-2
$\begingroup$

Now suppose the derived algebra has dimension 1. Then there exits some non-zero $X_1 \in g$ such that $L' = span\{X_1\}$. Extend this to a basis $\{X_1;X_2;X_3\}$ for g. Then there exist scalars $\alpha, \beta , \gamma \in R$ (not all zero) such that
$[X_1,X_2] = \alpha X_1$
$[X_1,X_3] = \beta X_1$
$[X_2,X_3] = \gamma X_1$
Suppose $\alpha \neq 0$. Then construct a new basis, as follows:
$e_1 = X_1$,
$e_2 = \frac{1}{\alpha} X_2$
$e_3 = \alpha X_3 - \beta X_2 + \gamma X_1$
Since $\alpha \neq 0$, by assumption, this is a basis for the Lie algebra g. Let us calculate the Lie brackets for this basis:
$[e_1,e_2] = e_1$
$[e_1,e_3] = 0$
$[e_2,e_3] = 0$
This Lie algebra is seen to be the direct sum of two Lie algebras, two dimensional non abelian lie algebra $\bigoplus$ 1 dimensional lie algebra

my question : 1. For what reason we construct new basis $e_1,e_2,e_3$ in here
2. With explanation above, how can we get conclusion that Lie algebra like that is a direct sum from two dimensional non abelian lie algebra and 1 dimensional lie algebra

source pdf where i get : http://math.ucsd.edu/~abowers/downloads/survey/3d_Lie_alg_classify.pdf

1 Answers 1

1

We want to split the Lie algebra into $\mathfrak{g}=\mathfrak{g}_1\bigoplus \mathfrak{g}_2$ where $\dim\mathfrak{g}_1 =2$ , $\dim\mathfrak{g}_2=1$ and $\mathfrak{g}_1$ is non abelian. Can you define $\mathfrak{g}_1,\mathfrak{g}_2$ using the basis $\{X_1,X_2,X_3\}$?

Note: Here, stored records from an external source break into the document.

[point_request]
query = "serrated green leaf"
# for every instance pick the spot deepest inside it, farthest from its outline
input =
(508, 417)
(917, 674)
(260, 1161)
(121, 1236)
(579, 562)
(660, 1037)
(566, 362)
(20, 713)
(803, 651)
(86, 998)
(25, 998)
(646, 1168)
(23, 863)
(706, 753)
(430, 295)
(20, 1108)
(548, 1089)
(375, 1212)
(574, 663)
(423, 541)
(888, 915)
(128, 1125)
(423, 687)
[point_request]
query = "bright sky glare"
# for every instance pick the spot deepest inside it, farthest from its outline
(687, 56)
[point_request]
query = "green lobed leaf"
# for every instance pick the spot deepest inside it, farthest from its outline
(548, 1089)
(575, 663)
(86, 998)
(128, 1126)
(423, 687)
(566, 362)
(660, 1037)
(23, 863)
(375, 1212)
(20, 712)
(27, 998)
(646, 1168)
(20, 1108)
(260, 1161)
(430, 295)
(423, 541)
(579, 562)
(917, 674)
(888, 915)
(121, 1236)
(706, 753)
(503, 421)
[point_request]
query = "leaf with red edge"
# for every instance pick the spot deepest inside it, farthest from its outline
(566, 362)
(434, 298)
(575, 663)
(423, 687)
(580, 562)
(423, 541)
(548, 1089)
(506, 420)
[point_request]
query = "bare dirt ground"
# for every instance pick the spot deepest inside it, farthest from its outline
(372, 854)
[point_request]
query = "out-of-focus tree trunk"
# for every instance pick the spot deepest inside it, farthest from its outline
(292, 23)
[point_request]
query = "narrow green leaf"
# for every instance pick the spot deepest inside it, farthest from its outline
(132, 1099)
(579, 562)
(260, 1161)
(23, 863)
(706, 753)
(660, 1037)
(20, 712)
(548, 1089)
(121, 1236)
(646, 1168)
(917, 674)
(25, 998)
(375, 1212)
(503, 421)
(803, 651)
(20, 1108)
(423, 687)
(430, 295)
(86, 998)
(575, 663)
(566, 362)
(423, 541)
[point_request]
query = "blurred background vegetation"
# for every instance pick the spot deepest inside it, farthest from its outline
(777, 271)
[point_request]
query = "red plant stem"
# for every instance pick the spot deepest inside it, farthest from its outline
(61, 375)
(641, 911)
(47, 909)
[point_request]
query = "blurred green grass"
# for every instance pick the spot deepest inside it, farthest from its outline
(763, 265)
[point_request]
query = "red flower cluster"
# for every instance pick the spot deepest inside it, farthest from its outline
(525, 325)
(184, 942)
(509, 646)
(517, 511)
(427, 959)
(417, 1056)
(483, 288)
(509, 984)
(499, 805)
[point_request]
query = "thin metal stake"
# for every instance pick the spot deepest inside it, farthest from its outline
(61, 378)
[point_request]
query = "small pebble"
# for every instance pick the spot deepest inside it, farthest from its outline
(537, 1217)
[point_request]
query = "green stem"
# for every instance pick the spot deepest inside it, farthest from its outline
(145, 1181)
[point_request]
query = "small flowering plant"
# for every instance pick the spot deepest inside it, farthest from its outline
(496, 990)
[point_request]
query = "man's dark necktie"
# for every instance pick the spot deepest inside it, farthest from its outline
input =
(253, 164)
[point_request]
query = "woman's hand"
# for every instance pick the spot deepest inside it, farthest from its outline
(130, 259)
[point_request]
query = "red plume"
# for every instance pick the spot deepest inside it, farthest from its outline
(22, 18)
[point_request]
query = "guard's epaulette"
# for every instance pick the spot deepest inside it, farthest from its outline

With the new basis this can be done in an easy way. Define $\mathfrak{g_1},\mathfrak{g_2}$ as $\mathfrak{g}_1= \operatorname{span}\{e_1,e_2\}$ and $\mathfrak{g}_2=\operatorname{span}\{e_3\}.$ Now prove that $\mathfrak{g}=\mathfrak{g}_1\bigoplus \mathfrak{g}_2$ i.e. $\mathfrak{g}=\mathfrak{g}_1+ \mathfrak{g}_2 , \ \mathfrak{g}_1 \cap \mathfrak{g}_2 = \{0\} \ \text{and} \ [\mathfrak{g_1},\mathfrak{g_2}] = \{0\}$. Finally prove that $\mathfrak{g_1}$ is non abelian (i.e. $[\mathfrak{g_1},\mathfrak{g_1}] \neq \{0\}$).